Richard Hell's time in Television ended in 1975 after some disagreements with Tom Verlaine. A 1974 film shows them in rehearsal. Television were one of the first rock bands to play at CBGB's and there's a recording of them from 1974 performing Blank Generation that Hell himself would release three years later with his band the Voidoids.
Next stop for Richard Hell was the formation of The Heartbreakers with former New York Dolls Johnny Thunders and drummer Jerry Nolan. Strangely enough they had quit the Dolls in the same week that Hell quit Television. So at the end May 1975 they performed their first gig as a band at a club called The Coventry in Queens. By December it was all over as the band (now with Walter Lure added on guitar) basically up and left as they reacted to Hell trying to impose direction on the band. There's a pretty rough film from August 1975 of The Heartbreakers playing live that's worth checking out (Here). There's also footage of them performing Chinese Rocks as well, also from 1975. They were also performing Hell's songs like Blank Generation and Love Comes In Spurts (and their song One Track Mind sounds suspiciously like the Hell composition).
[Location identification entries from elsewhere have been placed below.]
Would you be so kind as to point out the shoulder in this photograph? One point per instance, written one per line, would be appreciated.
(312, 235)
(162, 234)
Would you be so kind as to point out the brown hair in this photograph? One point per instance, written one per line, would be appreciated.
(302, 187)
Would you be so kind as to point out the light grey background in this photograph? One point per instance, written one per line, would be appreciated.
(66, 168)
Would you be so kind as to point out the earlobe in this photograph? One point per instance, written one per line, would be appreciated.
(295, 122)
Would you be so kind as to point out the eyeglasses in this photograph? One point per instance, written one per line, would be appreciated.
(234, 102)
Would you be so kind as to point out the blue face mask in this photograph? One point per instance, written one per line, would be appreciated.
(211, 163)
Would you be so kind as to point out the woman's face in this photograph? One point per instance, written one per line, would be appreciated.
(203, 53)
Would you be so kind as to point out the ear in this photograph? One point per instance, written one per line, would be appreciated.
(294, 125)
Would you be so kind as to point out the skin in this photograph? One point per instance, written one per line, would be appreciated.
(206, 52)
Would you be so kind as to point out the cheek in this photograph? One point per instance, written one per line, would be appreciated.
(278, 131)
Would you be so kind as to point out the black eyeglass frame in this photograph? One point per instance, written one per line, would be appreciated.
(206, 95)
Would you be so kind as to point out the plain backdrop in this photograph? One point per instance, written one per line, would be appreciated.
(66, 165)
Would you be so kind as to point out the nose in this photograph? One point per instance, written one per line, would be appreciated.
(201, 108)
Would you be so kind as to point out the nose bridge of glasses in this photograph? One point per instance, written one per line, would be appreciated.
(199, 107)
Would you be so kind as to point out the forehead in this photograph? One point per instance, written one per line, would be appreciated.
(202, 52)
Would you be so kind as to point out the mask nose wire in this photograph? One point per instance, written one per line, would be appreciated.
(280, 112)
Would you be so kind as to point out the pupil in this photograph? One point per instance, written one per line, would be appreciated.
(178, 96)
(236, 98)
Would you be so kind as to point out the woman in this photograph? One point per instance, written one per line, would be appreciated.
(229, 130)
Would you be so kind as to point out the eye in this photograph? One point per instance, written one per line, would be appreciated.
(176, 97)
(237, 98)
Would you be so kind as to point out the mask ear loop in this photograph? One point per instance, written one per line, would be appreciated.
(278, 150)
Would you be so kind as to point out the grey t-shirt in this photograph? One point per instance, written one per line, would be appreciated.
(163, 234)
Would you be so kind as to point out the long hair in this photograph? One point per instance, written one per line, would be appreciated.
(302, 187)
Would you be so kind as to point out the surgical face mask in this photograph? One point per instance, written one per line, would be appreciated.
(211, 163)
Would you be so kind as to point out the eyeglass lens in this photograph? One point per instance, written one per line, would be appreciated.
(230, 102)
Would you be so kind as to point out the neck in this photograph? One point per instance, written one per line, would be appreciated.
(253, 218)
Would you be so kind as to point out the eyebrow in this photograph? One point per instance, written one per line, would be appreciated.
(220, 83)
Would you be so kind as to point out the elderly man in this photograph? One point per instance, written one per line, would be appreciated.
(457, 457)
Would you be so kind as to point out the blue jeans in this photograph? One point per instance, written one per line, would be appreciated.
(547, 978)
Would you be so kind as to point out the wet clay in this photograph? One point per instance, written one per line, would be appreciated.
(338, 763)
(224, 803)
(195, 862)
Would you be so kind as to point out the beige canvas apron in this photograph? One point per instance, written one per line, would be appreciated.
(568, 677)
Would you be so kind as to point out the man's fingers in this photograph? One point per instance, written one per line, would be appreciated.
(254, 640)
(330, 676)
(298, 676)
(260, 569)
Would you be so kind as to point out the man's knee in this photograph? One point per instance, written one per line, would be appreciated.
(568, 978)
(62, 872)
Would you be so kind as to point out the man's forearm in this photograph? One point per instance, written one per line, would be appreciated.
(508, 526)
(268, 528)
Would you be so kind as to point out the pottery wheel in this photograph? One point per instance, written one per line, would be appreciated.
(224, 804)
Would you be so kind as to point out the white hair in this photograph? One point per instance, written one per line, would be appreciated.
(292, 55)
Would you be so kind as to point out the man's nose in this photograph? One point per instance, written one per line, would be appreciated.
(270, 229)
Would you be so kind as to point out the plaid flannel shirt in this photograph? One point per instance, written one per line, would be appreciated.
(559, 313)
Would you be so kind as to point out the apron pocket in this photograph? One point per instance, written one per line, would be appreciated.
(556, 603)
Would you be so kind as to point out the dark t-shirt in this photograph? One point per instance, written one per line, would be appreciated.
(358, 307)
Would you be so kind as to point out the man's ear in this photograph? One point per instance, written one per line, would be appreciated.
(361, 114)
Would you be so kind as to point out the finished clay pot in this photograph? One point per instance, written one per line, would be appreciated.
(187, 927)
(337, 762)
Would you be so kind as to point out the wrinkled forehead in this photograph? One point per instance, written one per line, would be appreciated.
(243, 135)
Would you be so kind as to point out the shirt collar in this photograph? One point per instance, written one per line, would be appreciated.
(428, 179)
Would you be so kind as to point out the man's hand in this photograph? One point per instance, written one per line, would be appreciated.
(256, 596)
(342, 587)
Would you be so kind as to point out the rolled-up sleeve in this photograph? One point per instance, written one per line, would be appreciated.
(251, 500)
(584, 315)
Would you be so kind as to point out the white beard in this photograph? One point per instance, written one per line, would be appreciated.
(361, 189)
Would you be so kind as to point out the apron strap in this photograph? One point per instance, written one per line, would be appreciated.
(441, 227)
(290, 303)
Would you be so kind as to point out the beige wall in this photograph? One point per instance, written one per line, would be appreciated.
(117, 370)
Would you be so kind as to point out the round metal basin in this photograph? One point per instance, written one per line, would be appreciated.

There's a Demo floating around called The Yonkers Demos that are listed as 1976 but Hell was out of the band at the time and so it can't be from then but The Heartbreakers were in the studio in January 1976 so at least three songs do not feature Hell on the Bass but Billy Rath. Anyway, Click Here to have a listen.
The came a new band. For guitarists, Hell found Robert Quine and Ivan Julian—Quine had worked in a bookstore with Hell, and Julian responded to an advertisement in the The Village Voice. They lifted drummer Marc Bell (who would go on to become Marky Ramone) from Wayne County and the Electric Chairs. The band was named "the Voidoids" after a novel Hell had been writing.
Blank Generation finally got released in 1976 by Ork Records as the Blank Generation EP (featuring Another World and You Gotta Lose) but when it was released in the UK as a Limited Edition (5,000) by Stiff Records (BUY 7) Another World was the A-Side and Blank Generation the B-Side.
This lead to the deal with Sire Records and the re-release of Blank Generation as a single backed by Love Comes In Spurts and the Blank Generation album in September 1977.
Destiny Street was their only other album, released in 1982 but inbetween there was this classic single released on Radar Records in 1978.
In 2009, Hell gave his blessing to the public access program Pancake Mountain to create an animated music video for "The Kid with the Replaceable Head". It was the Voidoids first and only official music video.